On the choice of the driving temperature for eddy-covariance carbon dioxide flux partitioning
1Max Planck Institute for Biogeochemistry, Biogeochemical Model-Data Integration Group, Jena, Germany
2European Commission, Joint Research Centre, Institute for Environment and Sustainability, Climate Risk Management Unit, Ispra, Italy
3Department of Civil, Environmental & Geodetic Engineering, The Ohio State University, OH, USA
4Institute of Ecology, University of Innsbruck, Innsbruck, Austria
5Centre for Ecosystems and Environmental Sustainability, Department of Chemical and Biochemical, Technical University of Denmark (DTU), Denmark
6Wageningen UR, Alterra, Wageningen, The Netherlands
7Department of Forest Sciences, University of Helsinki, Finland
8Department for Innovation in Biological, Agro-food and Forest systems (DIBAF), Univ. of Tuscia, Viterbo, Italy
*now at: Max Planck Institute for Meteorology, Bundesstr. 53, 20146 Hamburg, Germany
Abstract. Networks that merge and harmonise eddy-covariance measurements from many different parts of the world have become an important observational resource for ecosystem science. Empirical algorithms have been developed which combine direct observations of the net ecosystem exchange of carbon dioxide with simple empirical models to disentangle photosynthetic (GPP) and respiratory fluxes (Reco). The increasing use of these estimates for the analysis of climate sensitivities, model evaluation, and calibration demands a thorough understanding of assumptions in the analysis process and the resulting uncertainties of the partitioned fluxes. The semi-empirical models used in flux partitioning algorithms require temperature observations as input, but as respiration takes place in many parts of an ecosystem, it is unclear which temperature input – air, surface, bole, or soil at a specific depth – should be used. This choice is a source of uncertainty and potential biases.

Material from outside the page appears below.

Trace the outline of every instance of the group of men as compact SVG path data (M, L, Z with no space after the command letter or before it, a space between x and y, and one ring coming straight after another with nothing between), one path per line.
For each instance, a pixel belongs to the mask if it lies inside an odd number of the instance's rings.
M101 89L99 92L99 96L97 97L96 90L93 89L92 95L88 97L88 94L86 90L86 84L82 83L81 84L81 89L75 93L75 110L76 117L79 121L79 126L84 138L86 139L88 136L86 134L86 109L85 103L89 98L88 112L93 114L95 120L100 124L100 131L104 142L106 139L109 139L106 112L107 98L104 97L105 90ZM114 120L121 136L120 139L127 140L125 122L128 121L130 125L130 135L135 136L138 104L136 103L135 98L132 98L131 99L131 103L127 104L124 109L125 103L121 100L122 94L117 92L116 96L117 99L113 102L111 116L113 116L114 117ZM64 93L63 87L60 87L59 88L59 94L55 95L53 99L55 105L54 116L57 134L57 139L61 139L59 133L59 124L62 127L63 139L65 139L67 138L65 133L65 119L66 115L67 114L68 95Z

In this study we analysed the correlation between different temperature observations and nighttime NEE (which equals nighttime respiration) across FLUXNET sites to understand the potential of the different temperature observations as input for the flux partitioning model. We found that the differences in the correlation between different temperature data streams and nighttime NEE are small and depend on the selection of sites. We investigated the effects of the choice of the temperature data by running two flux partitioning algorithms with air and soil temperature. We found the time lag (phase shift) between air and soil temperatures explains the differences in the GPP and Reco estimates when using either air or soil temperatures for flux partitioning. The impact of the source of temperature data on other derived ecosystem parameters was estimated, and the strongest impact was found for the temperature sensitivity. Overall, this study suggests that the choice between soil or air temperature must be made on site-by-site basis by analysing the correlation between temperature and nighttime NEE. We recommend using an ensemble of estimates based on different temperature observations to account for the uncertainty due to the choice of temperature and to assure the robustness of the temporal patterns of the derived variables.